BMJ and Health Foundation set to improve quality of healthcare delivery

BMJ and Health Foundation set to improve quality of healthcare delivery

A new series of joint papers is to be launched by the BMJ and Health Foundation which aims to improve the quality of healthcare delivery.

This series will discuss the evidence for systematic quality improvement and provide knowledge and support to clinicians, as well as ultimately helping to improve overall healthcare delivery for patients.

Dr Jennifer Dixon, the Health Foundation’s chief executive, said: “Stories of a disordered system abound in healthcare.
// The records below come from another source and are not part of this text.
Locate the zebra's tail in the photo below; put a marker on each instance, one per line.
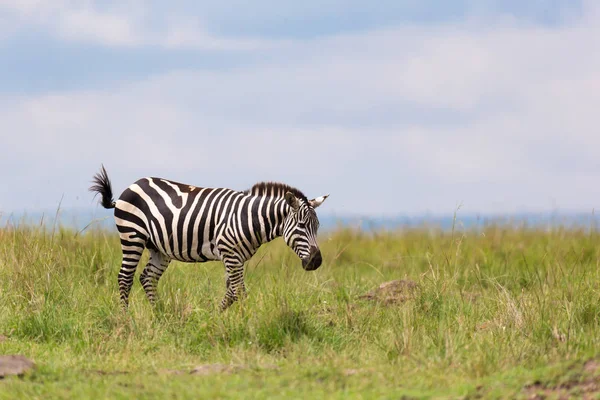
(102, 186)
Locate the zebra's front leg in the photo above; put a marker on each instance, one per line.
(236, 289)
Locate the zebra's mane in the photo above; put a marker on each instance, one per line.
(276, 189)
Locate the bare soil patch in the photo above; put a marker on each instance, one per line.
(15, 365)
(582, 386)
(392, 292)
(210, 369)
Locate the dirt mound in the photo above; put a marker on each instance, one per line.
(584, 386)
(392, 292)
(210, 369)
(15, 365)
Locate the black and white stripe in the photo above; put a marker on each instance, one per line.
(181, 222)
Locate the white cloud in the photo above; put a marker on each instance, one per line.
(498, 116)
(127, 23)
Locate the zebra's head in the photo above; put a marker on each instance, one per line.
(300, 229)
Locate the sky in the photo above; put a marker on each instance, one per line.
(392, 107)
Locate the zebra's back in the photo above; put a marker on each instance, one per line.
(179, 220)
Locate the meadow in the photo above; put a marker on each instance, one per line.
(497, 313)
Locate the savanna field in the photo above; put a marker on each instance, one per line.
(497, 313)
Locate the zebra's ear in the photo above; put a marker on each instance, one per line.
(292, 200)
(318, 201)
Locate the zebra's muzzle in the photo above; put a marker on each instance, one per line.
(313, 261)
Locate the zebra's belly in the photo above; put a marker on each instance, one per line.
(206, 252)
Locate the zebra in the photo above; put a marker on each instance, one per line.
(182, 222)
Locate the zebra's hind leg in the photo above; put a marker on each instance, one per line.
(156, 266)
(236, 288)
(132, 252)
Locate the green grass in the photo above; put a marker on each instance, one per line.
(494, 311)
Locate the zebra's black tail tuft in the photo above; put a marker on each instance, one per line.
(102, 186)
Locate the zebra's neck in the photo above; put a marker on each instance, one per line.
(269, 214)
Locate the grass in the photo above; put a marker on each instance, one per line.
(501, 313)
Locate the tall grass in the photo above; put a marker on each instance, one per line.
(494, 305)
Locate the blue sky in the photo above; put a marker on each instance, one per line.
(393, 107)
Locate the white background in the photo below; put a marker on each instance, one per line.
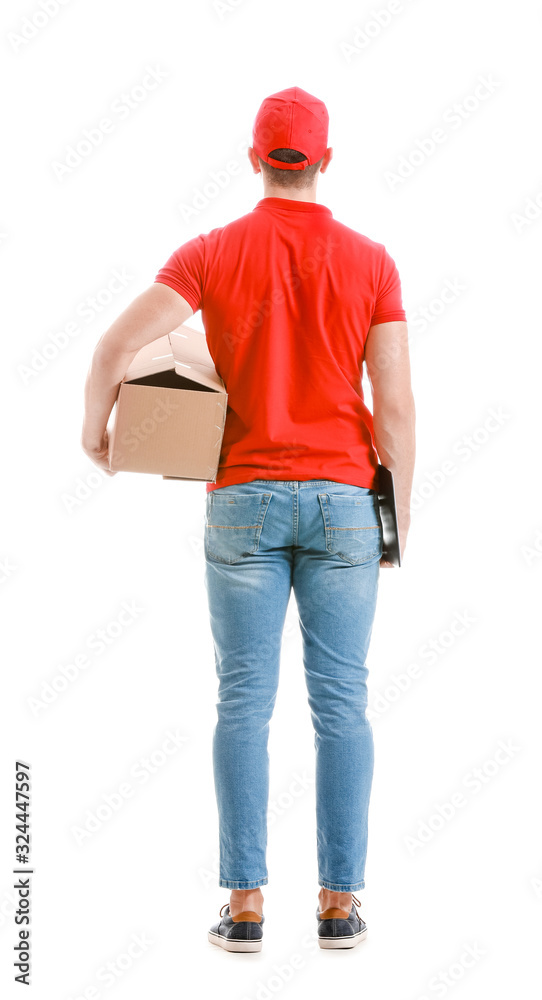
(460, 217)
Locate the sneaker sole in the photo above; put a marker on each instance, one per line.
(232, 945)
(348, 941)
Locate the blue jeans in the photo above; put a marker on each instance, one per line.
(324, 539)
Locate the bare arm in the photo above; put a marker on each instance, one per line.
(394, 415)
(156, 311)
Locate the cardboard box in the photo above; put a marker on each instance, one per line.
(170, 411)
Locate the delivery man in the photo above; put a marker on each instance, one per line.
(292, 301)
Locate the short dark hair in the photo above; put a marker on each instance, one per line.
(289, 178)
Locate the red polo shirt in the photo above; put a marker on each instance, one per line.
(287, 295)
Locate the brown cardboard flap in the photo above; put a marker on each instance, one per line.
(184, 351)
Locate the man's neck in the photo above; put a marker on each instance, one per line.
(302, 194)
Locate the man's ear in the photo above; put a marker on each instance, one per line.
(255, 163)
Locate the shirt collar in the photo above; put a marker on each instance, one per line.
(292, 205)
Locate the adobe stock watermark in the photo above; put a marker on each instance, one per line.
(445, 979)
(218, 181)
(531, 212)
(120, 109)
(279, 975)
(225, 7)
(110, 972)
(464, 448)
(366, 33)
(473, 781)
(111, 802)
(428, 654)
(97, 643)
(32, 24)
(87, 310)
(453, 118)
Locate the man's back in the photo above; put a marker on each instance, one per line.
(287, 295)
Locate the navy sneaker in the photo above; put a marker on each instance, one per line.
(241, 933)
(340, 929)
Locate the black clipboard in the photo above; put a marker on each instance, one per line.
(391, 551)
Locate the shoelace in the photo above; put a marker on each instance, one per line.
(354, 899)
(357, 902)
(226, 904)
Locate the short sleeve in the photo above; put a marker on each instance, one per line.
(389, 303)
(184, 271)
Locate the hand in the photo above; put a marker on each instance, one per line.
(99, 453)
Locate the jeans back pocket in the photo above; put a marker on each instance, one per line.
(233, 524)
(353, 526)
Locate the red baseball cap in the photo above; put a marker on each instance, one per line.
(291, 119)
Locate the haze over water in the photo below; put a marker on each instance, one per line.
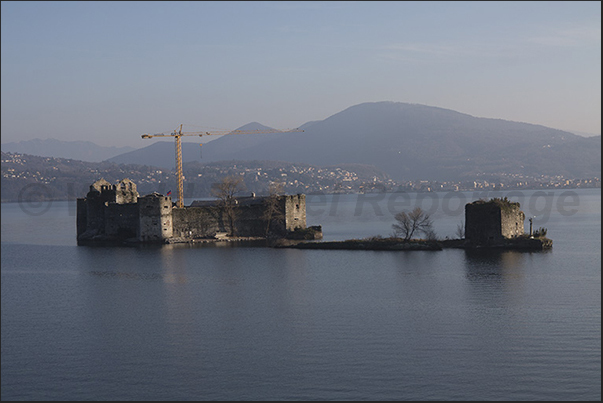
(224, 322)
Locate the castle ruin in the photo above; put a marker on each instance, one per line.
(491, 222)
(116, 213)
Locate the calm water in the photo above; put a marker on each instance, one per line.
(249, 323)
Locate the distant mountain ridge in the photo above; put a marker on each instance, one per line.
(77, 150)
(407, 141)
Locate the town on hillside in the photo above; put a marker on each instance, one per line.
(65, 179)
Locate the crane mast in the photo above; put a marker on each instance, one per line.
(178, 134)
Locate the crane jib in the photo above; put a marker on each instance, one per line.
(180, 133)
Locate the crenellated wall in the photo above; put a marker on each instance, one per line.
(490, 222)
(118, 213)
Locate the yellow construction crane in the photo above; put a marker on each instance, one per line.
(177, 134)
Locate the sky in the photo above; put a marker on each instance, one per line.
(108, 72)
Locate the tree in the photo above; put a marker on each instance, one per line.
(225, 191)
(273, 214)
(416, 221)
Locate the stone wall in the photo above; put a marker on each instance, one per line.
(116, 213)
(155, 212)
(493, 221)
(121, 221)
(295, 211)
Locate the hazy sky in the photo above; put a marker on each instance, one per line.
(108, 72)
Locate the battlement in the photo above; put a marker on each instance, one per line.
(492, 221)
(116, 213)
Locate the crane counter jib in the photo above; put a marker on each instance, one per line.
(177, 134)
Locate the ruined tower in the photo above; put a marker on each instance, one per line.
(491, 222)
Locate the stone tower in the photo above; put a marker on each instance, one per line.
(490, 222)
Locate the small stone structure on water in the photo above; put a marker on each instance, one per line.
(116, 213)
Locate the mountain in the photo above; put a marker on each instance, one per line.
(161, 153)
(407, 141)
(77, 150)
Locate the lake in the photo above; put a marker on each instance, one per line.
(240, 322)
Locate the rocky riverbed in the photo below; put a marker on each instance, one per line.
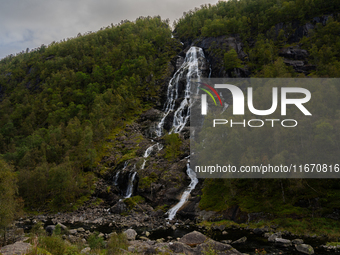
(151, 232)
If this is to change then more clinicians need to view their role as bigger than just treating the patient in front of them.”

“Design improvements to services”

To launch the new series, Dixon and colleagues produced an editorial which outlines their belief that just as doctors learn to assess, diagnose and treat clinical conditions, “they also need to learn how to design improvements to services, including communicating and negotiating better within and beyond their teams on the best way forward.”

They explained that the focus is not to turn doctors into managers but to give legitimacy to the role of the clinician in order to improve the quality of services and “to equip doctors and other clinicians with formal skills to do it”.

They argue that medical training “still does not help enough doctors to develop these skills”.

Quality improvement is a priority

Dixon discussed the urgency for quality improvement, adding: “Because of past efforts and the obvious current level of interest, this agenda of developing quality improvement activity has now reached tipping point in the UK.

“There is a huge opportunity now to embed it into the NHS as part of everyday work, an opportunity which should be grasped now, especially if there is a ten-year settlement for the NHS in the offing, as announced recently by the prime minister.”

In a linked editorial, BMJ patient partners Anya De Longh and Sibylle Erdmann give a patient perspective on what better healthcare delivery looks like.

They say quality improvement in healthcare “is a team effort and most effective when it includes people using services and their carers, families, and advocates”.

Offering new ideas

The editorial explains that living through illness gives individuals a unique insight of enormous value into quality improvement efforts on both a personal and organisational level, saying: “These efforts must recognise the qualitative nature of patient experience and give it equal priority with the experience of healthcare professionals providing clinical services.”

Dr Fiona Godlee, editor in chief at the BMJ, concluded: “Doctors have always worked to improve the quality of the care they give. But their focus and training has been on managing individual patients. This series offers new ideas and skills so doctors can feel empowered to change the system in which they work, to build effective teams, and to work with patients to deliver better, safer care.”